O custo desta burocracia era pequeno: alguns minutos para cada pessoa quando se lembrasse de ir buscar o papel ao correio e colá-lo no carro. Para alguns mais distraídos, como eu, o processo de se lembrarem de fazer esta pequena atividade poderia demorar meses, arriscando-se a uma multa numa operação STOP, mesmo tendo o seguro em dia. Não era certamente a burocracia mais custosa do nosso país, longe disso. Nem sequer sei se seria merecedora de uma discussão em plenário, como acabou por acontecer, mas lembro-me de colegas deputadas de outros partidos — que sei serem bem intencionadas e capazes — defenderem afincadamente a necessidade desse papel. E de facto, em circunstâncias extraordinárias, o papel pode fazer falta (imagine-se por exemplo que num acidente todo o carro arde exceto aquele cantinho do para-brisas, tornando-se a única fonte para garantir que o carro acidentado tinha seguro). Claro que este risco é de tal maneira pequeno que não justifica nem sequer aquele pequeno custo multiplicado por milhões de automóveis no país.

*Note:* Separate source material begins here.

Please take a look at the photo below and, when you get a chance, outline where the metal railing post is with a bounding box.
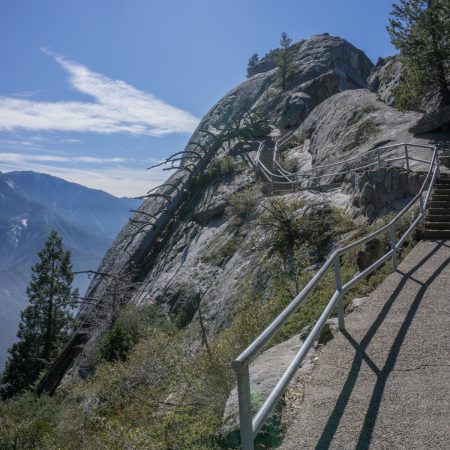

Desde que a obrigação cessou nunca foi noticiado um caso em que aquele papel tivesse feito falta. E mesmo que venham a acontecer alguns casos esporádicos, continuarão a não justificar a existência daquele processo. Os custos daquela burocracia por muito pequenos que fossem superavam os benefícios, que eram ainda mais minúsculos. Agora multipliquemos este exemplo por centenas ou milhares de outras exigências inúteis ou anacrónicas que se mantêm até hoje.
As pessoas perdem dias de vida todos os anos a trabalhar para o Estado, obrigadas a processos inúteis que não têm outro propósito que não suprimir falhas ou negligências da máquina estatal. O Estado existe para servir as pessoas, e não o contrário. Eliminar burocracias inúteis é um dos passos fundamentais para repor o equilíbrio.